The 2 Factors That Will Decide Whether XLV Finally Catches the S&P 500 in 2026
The Health Care Select Sector SPDR ETF (XLV) faces a pivotal inflection point heading into 2026, with the sector's relative performance dependent on two critical macro variables. Despite YTD underperformance of approximately 3% versus the S&P 500, the fund has recovered 14% over a rolling 12-month basis, signaling underlying resilience within large-cap healthcare holdings such as JNJ and ABBV. This divergence between near-term weakness and medium-term strength suggests structural rotation patterns rather than fundamental deterioration in the sector.
The article's focus on 2026 policy dynamics implies that healthcare's relative valuation and momentum depend heavily on regulatory and monetary policy frameworks. Pricing pressures on pharmaceuticals, reimbursement dynamics, and potential shifts in healthcare spending patterns tied to fiscal policy will likely serve as the two deciding factors.
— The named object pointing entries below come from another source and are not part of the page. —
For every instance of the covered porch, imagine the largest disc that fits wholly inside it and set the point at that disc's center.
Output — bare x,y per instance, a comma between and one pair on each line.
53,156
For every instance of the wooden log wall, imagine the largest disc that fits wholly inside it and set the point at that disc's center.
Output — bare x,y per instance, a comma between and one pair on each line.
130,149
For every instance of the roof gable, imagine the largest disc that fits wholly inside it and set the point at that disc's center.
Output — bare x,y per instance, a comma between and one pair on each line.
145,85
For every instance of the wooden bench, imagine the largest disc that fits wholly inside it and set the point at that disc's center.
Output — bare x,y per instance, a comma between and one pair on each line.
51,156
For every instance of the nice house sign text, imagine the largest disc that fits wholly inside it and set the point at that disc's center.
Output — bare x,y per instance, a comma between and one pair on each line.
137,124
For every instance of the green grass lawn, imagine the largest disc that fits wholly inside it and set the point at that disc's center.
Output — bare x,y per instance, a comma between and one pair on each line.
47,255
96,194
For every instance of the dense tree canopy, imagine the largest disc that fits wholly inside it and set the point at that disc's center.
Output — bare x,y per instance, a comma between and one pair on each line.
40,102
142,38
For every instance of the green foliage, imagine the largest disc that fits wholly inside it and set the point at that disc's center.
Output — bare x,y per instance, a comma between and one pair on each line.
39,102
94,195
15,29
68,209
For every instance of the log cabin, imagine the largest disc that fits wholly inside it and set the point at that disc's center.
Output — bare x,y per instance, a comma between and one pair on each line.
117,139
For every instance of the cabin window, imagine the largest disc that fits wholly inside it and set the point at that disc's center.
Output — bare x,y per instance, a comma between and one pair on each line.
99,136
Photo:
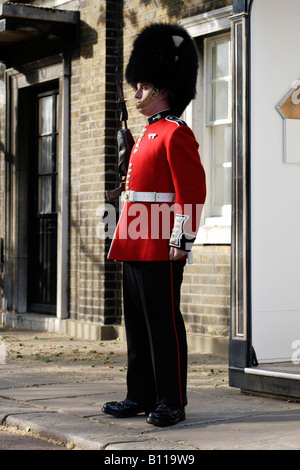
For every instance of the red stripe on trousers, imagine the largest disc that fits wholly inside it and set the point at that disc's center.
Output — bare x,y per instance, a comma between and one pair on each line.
178,351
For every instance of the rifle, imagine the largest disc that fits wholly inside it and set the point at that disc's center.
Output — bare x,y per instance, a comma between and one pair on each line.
125,143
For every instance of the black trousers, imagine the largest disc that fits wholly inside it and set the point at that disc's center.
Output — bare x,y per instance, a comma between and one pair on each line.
156,335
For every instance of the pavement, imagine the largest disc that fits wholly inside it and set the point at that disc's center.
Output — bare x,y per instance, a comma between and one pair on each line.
53,387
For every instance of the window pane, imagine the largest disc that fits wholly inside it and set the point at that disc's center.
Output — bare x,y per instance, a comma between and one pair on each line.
45,192
219,101
45,114
222,145
45,154
220,59
222,185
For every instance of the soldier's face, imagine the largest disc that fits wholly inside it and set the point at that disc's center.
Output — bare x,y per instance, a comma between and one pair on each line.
149,99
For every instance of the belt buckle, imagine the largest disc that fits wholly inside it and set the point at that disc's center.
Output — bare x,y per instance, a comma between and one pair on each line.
126,196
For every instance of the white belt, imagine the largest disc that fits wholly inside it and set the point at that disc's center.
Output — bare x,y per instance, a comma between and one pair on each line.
134,196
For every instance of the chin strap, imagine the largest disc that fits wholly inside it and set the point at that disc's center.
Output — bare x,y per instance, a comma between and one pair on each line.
148,99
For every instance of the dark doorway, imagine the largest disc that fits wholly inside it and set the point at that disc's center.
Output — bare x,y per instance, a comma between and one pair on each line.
42,198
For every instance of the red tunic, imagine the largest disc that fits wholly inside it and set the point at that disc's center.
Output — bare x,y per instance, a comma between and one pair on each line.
164,159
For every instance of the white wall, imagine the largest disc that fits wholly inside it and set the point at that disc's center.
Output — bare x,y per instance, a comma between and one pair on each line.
275,185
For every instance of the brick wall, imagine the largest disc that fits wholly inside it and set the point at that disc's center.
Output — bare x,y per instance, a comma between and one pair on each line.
205,297
94,282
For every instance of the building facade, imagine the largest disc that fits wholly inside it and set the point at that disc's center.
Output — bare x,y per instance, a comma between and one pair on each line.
58,124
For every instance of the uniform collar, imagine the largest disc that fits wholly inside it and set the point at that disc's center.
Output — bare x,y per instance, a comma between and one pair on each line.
158,116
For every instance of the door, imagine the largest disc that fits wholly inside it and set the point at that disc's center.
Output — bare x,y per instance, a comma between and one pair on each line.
42,207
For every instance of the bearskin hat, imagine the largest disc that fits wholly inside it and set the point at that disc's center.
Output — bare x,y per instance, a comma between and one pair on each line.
165,55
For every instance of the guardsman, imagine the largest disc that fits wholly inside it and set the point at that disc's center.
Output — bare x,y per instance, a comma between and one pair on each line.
161,209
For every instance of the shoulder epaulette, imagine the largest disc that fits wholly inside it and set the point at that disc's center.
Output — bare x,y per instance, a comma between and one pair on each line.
177,121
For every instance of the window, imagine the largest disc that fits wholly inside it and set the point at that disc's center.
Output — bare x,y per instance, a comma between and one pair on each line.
217,127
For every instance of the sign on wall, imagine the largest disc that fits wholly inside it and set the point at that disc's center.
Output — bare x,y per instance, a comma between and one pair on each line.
289,109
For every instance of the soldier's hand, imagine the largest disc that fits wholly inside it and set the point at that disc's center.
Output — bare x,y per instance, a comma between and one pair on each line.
176,253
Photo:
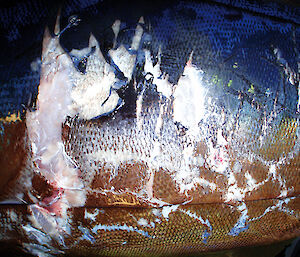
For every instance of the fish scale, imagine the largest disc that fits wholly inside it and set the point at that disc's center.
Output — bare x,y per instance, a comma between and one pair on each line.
134,173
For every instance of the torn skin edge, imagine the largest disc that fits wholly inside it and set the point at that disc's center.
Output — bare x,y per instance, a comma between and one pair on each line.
45,135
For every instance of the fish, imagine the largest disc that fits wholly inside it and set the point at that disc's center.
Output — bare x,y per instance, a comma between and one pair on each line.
155,146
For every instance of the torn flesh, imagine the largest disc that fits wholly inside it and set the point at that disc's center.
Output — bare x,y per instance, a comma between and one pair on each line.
44,127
These variables create asymmetric risk, as policy tailwinds could accelerate sector catch-up while headwinds may extend underperformance.
XLV's correlation with broad equities appears moderately positive but decoupled from recent strength, indicating sector-specific headwinds offsetting macro bullishness. The 14% recovery over 12 months suggests institutional accumulation despite tactical weakness, pointing to conviction that mean reversion may be a 2026 narrative. Healthcare's defensive characteristics position it as potential beneficiary if growth concerns resurface.
Sector implication: Healthcare's relative performance trajectory depends on policy regime shifts rather than earnings fundamentals. Watch for shifts in inflation expectations and interest rate guidance as leading indicators for XLV's outperformance potential versus the broad market.